Another resignation to track - Boeing CEO steps down amid safety crisis
(www.nbcnews.com)
PARTS FAIL BOSSES FALL
Comments (22)
sorted by:
This is a huge resignation. Boeing is a behemoth in the military-industrial complex.
Yeah, and that whistleblower that conveniently "died" before his deposition.... things are connected and I have no doubt this "step down" was part of some habbenings.
On every recent youtube video relating to Boeing, nearly every single comment calls out the suspicious circumstances. Everyone knows what happened to that whistleblower.
Boeing is a crazy company. Growing up in Seattle lots of neighbors and dads of my friends were Boeing guys. The military side of Boeing is shady as hell they all said. I forgot what the nickname they had for that side of things but it was basically a separate company in the same company.
But yeah when guys like them got replaced by DEI and MBA’s or retired due to the jabs that’s when the company went to shit.
It’s like replacing military officers with lots of combat experience with people straight from West Point with no combat experience.
Replacing battle tested sergeants with 2nd Lieutenants right out of school.
Boeing has some good PR to avoid what Lockheed and Martin go through and Raytheon.
All 3 of these guys are financial people. No aviation person amongst them. No engineer. No pilot. No development or flight test experience.. Boeing has changed.
That's the problem with most companies these days. Financial people running companies where they know absolutely nothing about the product and have no connection to it. All they know is business and how to get as much money from whatever company they are running/ruining before they resign and move on to the next one. I would love to see the golden parachute these Boeing guys are getting.
Same as the music industry. Brown counters and lawyers have financialized the entire economy. Everything is about the next quarter profit no longer term vision.
The Chinese have said the biggest weakness of American businessmen is that they think quarter to quarter. Not decade to decade.
On a flight test team, avionics engineers are the smartest. Scary smart. And they need to be. When I heard Boeing was farming out avionics to Indian engineers for less money, I would bet the farm that's what happened to the dreamliner. Sadly. A lot of people bought the farm because of this utter stupidity.

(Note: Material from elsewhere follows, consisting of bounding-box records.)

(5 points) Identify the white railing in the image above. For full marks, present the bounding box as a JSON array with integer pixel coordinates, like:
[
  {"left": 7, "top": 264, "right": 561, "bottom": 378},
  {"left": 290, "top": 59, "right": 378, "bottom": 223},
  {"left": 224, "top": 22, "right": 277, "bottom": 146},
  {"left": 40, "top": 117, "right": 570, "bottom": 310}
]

I know this is a spicy take, but letting finance people manage finance isnt a dumb thing. Keeping them reigned in is the issue many companies end up having
Nothing spicy about it. In aviation the only thing that counts is a good product. You trade safety for savings, there's a lot of innocent people paying the price. Safety first.
I only said 'spicy' because a lot of the comments seem genuinely angry that companies employ people with different talents and skills to handle different jobs, and not everyone understands all the minutae of everything involved with the company.
There is a good point about a CEO being completely oblivious and ignorant of the product a company produces, but expecting to have expert level knowledge is more than a little silly.
Hopefully my PUTs well get me some $!
Do you think it's safe to even fly right now? Was considering a vacation in a couple months.
No
are you me? Mine will print!
CFIT (Controlled Flight Into Terrain)
u/#burry
Ah yes. Another CIA asset who they used so much, he became a liability.
He'll be suicided shortly as well.
So I googled him and his wiki page showed up where his wife is referred to as his partner. I thought he was gay for a minute. And the first pic that shows up, he was wearing a mask. All these things are irrelevant on his own but maybe a sign from universe he's a L-tard
Like the joke about the sunken liner with a thousand lawyers on board, this is a good start. Or at least a necessary start. It's one thing to remove people. It's another thing to remove bad policy, or reverse board strategy based on "shareholder value" (i.e., the self-serving wishes of the largest shareholders).
My concern now is that there will be no rethinking of corporate policy and strategy, but there will be an obsessive attempt to "inspect in" quality. At the higher management levels, they have become so used to "traveled work," that it would be traumatic to actually hew to the defined quality standards for program progress.
Or the "we definitely murdered a whistleblower" thing?